What drives the Rebound Effect in transportation? An evaluation based on a Traveling Purchaser Problem
Abstract
Limiting climate change is one of the most important challenges of the 21st century.
Focusing on the transport sector, encouraging the use of more energy-efficient transport
modes, and improving the performance of vehicles are the main targets in the fight for
GHG reductions. However, due to Rebound Effect (RE), it is proven that improvements
in engine fuel efficiency result in lower cost per kilometer driven and can induce individuals
to use vehicles more often or to drive longer distances. As a result, the potential energy
savings from improved energy efficiency could be partially or totally offset. Therefore, we
decided to examine "What drives the Rebound Effect in transportation".
To answer this research question, a Traveling Purchaser Problem was evaluated. This
simple real-life business application models a situation in which a company owns one or
several vehicles and has to buy specific products. The goal is to select and visit a subset
of suppliers to satisfy a given demand for each product while minimizing both purchasing
and travel costs. In total, 510 instances of this problem with various characteristics
and parameters were generated and solved using the optimization software AIMMS. The
impact of five main experimentations was deeply investigated.
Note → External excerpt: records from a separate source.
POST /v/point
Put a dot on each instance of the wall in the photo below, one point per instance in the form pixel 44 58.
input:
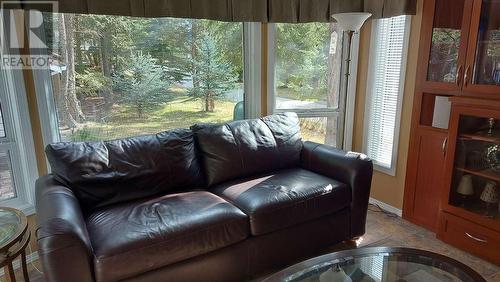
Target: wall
pixel 386 188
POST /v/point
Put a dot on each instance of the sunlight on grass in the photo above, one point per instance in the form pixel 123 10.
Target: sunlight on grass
pixel 182 112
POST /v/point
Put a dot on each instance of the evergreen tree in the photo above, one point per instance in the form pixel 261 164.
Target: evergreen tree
pixel 142 84
pixel 214 73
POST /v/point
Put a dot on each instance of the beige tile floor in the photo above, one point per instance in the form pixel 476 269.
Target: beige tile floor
pixel 385 230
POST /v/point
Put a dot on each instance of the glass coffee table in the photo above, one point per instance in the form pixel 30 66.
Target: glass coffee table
pixel 14 238
pixel 378 264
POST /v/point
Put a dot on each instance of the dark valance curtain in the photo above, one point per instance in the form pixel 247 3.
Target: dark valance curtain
pixel 287 11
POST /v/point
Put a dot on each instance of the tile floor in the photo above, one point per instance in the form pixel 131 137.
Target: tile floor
pixel 385 230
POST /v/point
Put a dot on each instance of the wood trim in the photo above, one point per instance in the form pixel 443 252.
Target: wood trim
pixel 264 68
pixel 459 109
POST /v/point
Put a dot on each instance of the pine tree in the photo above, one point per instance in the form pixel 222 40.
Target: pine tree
pixel 142 84
pixel 214 74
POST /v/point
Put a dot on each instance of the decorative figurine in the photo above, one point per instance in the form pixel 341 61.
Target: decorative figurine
pixel 490 197
pixel 465 188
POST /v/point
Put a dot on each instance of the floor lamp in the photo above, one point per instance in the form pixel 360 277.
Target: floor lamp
pixel 349 23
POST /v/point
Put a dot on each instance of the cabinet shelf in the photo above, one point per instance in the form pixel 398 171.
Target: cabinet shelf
pixel 485 173
pixel 480 137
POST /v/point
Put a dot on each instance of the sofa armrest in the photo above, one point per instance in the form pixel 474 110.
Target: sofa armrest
pixel 64 245
pixel 351 168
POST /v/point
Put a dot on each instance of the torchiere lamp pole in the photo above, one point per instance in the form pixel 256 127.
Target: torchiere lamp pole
pixel 349 23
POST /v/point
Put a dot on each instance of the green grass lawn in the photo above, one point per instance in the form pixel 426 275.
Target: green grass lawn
pixel 182 112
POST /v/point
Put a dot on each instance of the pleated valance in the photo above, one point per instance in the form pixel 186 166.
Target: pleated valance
pixel 287 11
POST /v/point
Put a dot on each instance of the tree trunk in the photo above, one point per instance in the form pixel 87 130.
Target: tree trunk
pixel 78 49
pixel 106 68
pixel 70 110
pixel 334 78
pixel 207 102
pixel 194 36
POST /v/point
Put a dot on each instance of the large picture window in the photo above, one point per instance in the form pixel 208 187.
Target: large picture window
pixel 114 76
pixel 385 91
pixel 305 65
pixel 17 159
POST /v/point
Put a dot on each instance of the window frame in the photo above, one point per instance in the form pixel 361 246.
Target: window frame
pixel 348 125
pixel 19 138
pixel 399 106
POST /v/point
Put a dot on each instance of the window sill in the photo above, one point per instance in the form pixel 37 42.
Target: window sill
pixel 385 170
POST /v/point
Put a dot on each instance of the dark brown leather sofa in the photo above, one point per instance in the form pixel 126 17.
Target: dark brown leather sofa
pixel 210 203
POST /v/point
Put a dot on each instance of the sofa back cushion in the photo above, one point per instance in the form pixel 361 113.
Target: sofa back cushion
pixel 103 173
pixel 242 148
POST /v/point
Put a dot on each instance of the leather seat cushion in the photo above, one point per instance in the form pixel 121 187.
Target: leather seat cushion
pixel 110 172
pixel 247 147
pixel 285 198
pixel 132 238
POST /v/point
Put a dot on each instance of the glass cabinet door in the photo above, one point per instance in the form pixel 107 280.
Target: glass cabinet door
pixel 475 182
pixel 448 43
pixel 483 61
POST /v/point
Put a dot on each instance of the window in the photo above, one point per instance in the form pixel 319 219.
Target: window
pixel 17 166
pixel 305 65
pixel 115 77
pixel 385 91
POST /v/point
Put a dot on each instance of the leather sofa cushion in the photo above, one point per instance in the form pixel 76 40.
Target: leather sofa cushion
pixel 285 198
pixel 136 237
pixel 103 173
pixel 246 147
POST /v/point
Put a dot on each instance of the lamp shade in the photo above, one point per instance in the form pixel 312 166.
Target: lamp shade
pixel 351 21
pixel 465 186
pixel 490 193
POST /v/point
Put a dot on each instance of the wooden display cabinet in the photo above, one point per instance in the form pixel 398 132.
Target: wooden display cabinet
pixel 459 58
pixel 470 216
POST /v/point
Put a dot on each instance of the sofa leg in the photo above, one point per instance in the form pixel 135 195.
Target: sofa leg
pixel 354 242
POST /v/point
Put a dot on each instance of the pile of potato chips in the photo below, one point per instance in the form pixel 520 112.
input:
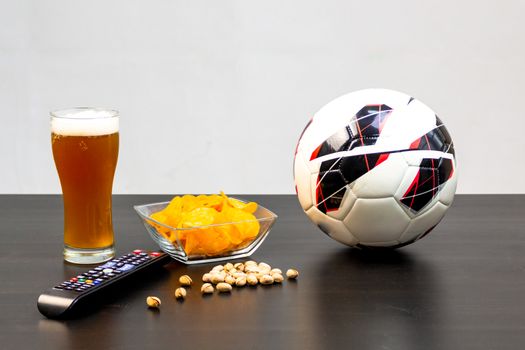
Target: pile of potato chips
pixel 233 224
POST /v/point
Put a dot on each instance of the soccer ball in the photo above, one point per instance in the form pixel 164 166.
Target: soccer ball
pixel 375 168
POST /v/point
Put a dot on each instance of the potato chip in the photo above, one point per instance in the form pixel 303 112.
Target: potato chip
pixel 208 225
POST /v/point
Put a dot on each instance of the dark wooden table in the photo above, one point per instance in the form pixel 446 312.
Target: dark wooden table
pixel 461 287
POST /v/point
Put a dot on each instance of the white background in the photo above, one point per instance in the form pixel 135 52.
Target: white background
pixel 214 94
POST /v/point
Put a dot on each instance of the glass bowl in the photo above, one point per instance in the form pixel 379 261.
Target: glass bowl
pixel 175 246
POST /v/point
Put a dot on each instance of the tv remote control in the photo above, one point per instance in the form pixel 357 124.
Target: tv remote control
pixel 61 300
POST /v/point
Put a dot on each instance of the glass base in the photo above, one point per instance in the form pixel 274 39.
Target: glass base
pixel 88 256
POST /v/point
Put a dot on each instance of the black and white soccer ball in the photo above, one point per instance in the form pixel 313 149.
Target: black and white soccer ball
pixel 375 168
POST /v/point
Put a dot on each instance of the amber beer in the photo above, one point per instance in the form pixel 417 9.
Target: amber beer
pixel 85 145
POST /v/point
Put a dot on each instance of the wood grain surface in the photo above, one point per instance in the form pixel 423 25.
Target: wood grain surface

In addition, the trends
obtained from these experiments were confirmed by fitting a logistic regression and a
decision tree.
The results of the various experiments showed that four variables can influence the occurrence
of RE in a transportation network. On the one hand, RE tended to increase
with the number of potential suppliers from which the firm can choose and the number
of vehicles that the company owns to procure the products. On the other hand, the exclusivity
of the products to source, as well as the introduction of a distance-traveled tax,
reduced the occurrence of RE. To sum up, significant conclusions could be drawn from
the experiments and the results can be easily transferred to real-life business applications.
Recommendations for possible future studies were also discussed.